Hello, When I compile the code below I get an “expression must have a constant value”. Is there a way this can be done?
template <int a>
__device__ int myFunc(int b, int c)
{
return a+256 +b + c;
};
__global__ void test(int * output)
{
int total = 0;
const int tid = threadIdx.x;
const int bid = blockIdx.x;
#pragma unroll
for(int d = 0; d < 30; d++)
total += myFunc<d>(tid, bid);
output[tid] = total;
}
Is this just an example demonstrating the problem or the actual case you have? If it is the actual case, why not just make ‘a’ a parameter of the function?
Hi eelsen, Thank you for your reply. This is just an example I created. This is closer to the real code…
#pragma unroll
Loop(i = 1 to 32) //this is unrolled
//pre stuff here
total += Test(NextRandomVal(),NextRandomVal())
//post stuff here
End Loop
template <uchar inst>
__device__ float Test(float a, float b){
switch(inst)
{
case 00: return a + b;
case 01: return a * b;
case 02: return a - b;
...
case 31: return a / b;
}
I would like a template because the 32 way case statement above is slow. (if not templeted)
Templates must be determinable at compile time (even in normal C++). A switch statement is probably the fastest way to do what you what. In general having branching like that is not going to be good for GPU performance. Figuring out if there is a way to reduce the number of branches would probably be a high priority.
Fermi should support function pointers and you could use them to do what you want, but I’m not sure that would be significantly (if at all) faster than a switch statement.
That’s pretty cool, I never thought about doing that with templates. But I think if you look at his next post what he really wants to do is choose which function to run at runtime and I don’t think this will help with that.
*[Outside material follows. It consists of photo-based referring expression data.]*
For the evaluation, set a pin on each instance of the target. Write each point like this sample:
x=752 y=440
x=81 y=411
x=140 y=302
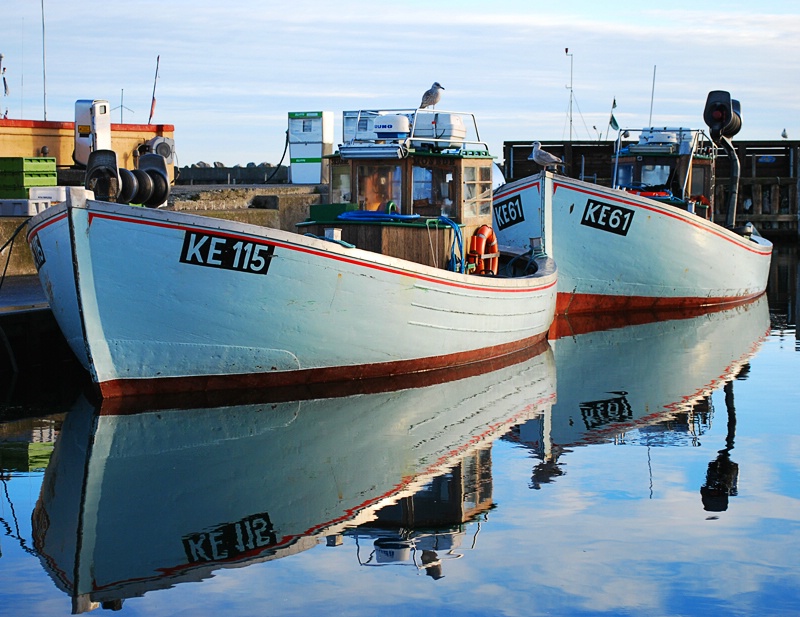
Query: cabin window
x=477 y=190
x=431 y=192
x=378 y=185
x=625 y=175
x=340 y=184
x=698 y=181
x=655 y=175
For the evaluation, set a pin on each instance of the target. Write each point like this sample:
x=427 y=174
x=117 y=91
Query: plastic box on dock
x=48 y=193
x=39 y=164
x=23 y=207
x=19 y=174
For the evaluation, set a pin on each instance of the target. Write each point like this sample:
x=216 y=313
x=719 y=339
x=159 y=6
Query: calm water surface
x=650 y=469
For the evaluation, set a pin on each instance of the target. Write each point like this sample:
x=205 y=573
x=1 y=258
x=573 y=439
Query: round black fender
x=129 y=186
x=160 y=189
x=145 y=188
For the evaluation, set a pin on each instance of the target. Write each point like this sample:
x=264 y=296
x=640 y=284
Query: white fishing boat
x=616 y=377
x=138 y=498
x=409 y=279
x=648 y=242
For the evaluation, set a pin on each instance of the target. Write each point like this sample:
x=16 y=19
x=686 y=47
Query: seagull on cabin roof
x=432 y=96
x=544 y=158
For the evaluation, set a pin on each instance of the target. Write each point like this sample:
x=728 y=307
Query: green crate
x=18 y=180
x=329 y=212
x=37 y=164
x=6 y=193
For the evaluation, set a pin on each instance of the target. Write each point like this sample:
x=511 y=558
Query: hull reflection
x=136 y=500
x=614 y=380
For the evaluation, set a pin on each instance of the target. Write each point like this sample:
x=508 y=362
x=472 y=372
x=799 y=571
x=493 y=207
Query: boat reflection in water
x=136 y=499
x=647 y=383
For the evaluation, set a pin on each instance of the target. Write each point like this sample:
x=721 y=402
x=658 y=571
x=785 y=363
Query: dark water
x=650 y=469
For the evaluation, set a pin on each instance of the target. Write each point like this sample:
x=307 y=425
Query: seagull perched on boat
x=543 y=157
x=432 y=96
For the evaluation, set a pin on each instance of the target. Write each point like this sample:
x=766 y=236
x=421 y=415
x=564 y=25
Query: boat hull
x=619 y=251
x=120 y=516
x=154 y=301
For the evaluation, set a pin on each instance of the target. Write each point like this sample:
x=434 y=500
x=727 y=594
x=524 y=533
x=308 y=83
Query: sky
x=229 y=73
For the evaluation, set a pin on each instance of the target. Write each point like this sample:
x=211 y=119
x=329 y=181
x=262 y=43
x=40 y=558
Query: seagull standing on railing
x=543 y=157
x=432 y=96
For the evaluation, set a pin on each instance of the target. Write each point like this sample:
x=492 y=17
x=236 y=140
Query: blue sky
x=231 y=72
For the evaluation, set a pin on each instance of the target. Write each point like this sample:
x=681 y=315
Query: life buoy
x=483 y=252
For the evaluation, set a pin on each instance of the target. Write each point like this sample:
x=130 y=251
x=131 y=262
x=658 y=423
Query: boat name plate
x=230 y=540
x=509 y=212
x=607 y=217
x=228 y=253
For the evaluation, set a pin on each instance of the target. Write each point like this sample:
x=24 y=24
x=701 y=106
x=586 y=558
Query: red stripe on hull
x=299 y=381
x=570 y=304
x=582 y=323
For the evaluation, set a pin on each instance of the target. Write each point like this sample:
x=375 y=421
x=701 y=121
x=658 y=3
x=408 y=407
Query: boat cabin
x=412 y=184
x=671 y=165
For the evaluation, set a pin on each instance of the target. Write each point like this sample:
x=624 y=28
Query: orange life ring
x=483 y=251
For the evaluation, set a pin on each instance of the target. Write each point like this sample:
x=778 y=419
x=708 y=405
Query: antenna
x=153 y=102
x=652 y=92
x=121 y=106
x=44 y=66
x=566 y=51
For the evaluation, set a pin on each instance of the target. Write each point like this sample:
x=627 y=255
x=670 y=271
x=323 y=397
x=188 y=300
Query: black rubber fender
x=129 y=186
x=160 y=189
x=145 y=189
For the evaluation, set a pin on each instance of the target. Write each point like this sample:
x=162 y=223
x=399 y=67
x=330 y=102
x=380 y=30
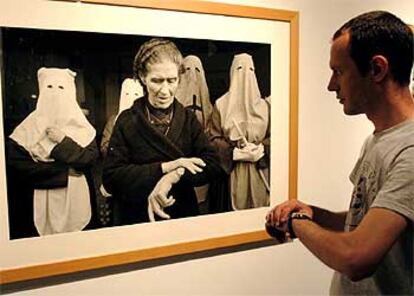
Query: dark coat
x=24 y=175
x=133 y=164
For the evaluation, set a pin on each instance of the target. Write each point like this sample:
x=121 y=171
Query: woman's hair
x=154 y=51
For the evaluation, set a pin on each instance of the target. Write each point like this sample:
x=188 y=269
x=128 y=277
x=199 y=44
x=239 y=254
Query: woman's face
x=161 y=81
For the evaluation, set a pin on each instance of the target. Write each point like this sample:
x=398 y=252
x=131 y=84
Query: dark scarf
x=159 y=118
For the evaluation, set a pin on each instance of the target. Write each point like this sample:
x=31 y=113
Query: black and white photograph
x=105 y=130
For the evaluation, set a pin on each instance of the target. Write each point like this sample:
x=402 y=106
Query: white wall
x=328 y=146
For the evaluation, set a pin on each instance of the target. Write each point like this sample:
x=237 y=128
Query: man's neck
x=395 y=106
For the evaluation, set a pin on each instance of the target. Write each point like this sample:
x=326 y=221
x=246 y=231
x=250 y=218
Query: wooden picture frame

From the code he posted, I believe the function is known at compile time because it depends on the template parameter “inst”, which is known at compile time:
[codebox]
template
device float Test(float a, float b)
{
switch(inst)
{
case 00: return a + b;
case 01: return a * b;
case 02: return a - b;
...
case 31: return a / b;
}
}
[/codebox]
so nvcc should compile “Test<0>(a,b)” down to only “return a + b”. It’s true that the values of a & b aren’t known at compile time, but this won’t affect branching.
If for some reason nvcc gets confused and leaves the switch in, there are other template tricks to get the desired effect which wouldn’t require a switch.
Sorry, you’re totally right. When I glanced at the function I didn’t see the template above the function and thought that inst was determined by some logic that was left out dependent on the values a and b. Which is why I thought it wouldn’t be known until runtime.